After Bonferroni correction (multiplying each p-value by 10), the adjusted values become: 0.001, 0.01, 0.06, 0.30, 0.95, 1.0, 1.0, 1.0, 1.0, 1.0. Now only two genes remain significant. The third gene, with a raw p-value of 0.006, no longer passes. Without the correction, you would have reported two additional genes as meaningfully different when they may not have been.

This example involves only 10 tests. In a modern genomics experiment testing 20,000 genes simultaneously, uncorrected p-values would produce roughly 1,000 false positives at the 0.05 level. Adjustment is not optional in that context.

Choosing the Right Method

The choice comes down to what kind of errors you can tolerate. FWER methods like Bonferroni are appropriate when false positives carry serious consequences: clinical trials, regulatory decisions, or any situation where acting on a wrong result is costly. FDR methods like Benjamini-Hochberg are better suited for exploratory research where you’re screening many variables and plan to follow up on the significant ones with further testing. You’d rather cast a wider net and accept a small fraction of false leads than miss genuinely important findings.

Most statistical software includes these methods as built-in options. In R, for example, the p.adjust function offers Bonferroni, Holm, Hochberg, Hommel, Benjamini-Hochberg, and Benjamini-Yekutieli corrections.

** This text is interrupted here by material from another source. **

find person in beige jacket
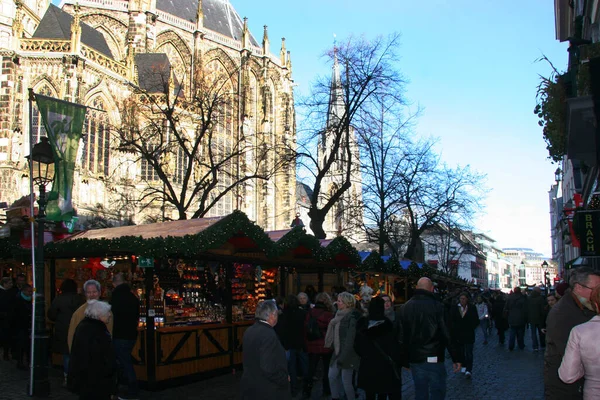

Python’s statsmodels library provides similar functionality. Whichever method you use, the key is to report it. The American Statistical Association emphasizes that proper inference requires full transparency, and that scientific conclusions should not rest on whether a p-value (adjusted or otherwise) crosses any single threshold. Effect sizes, confidence intervals, and the broader context of the study all matter alongside the adjusted p-value.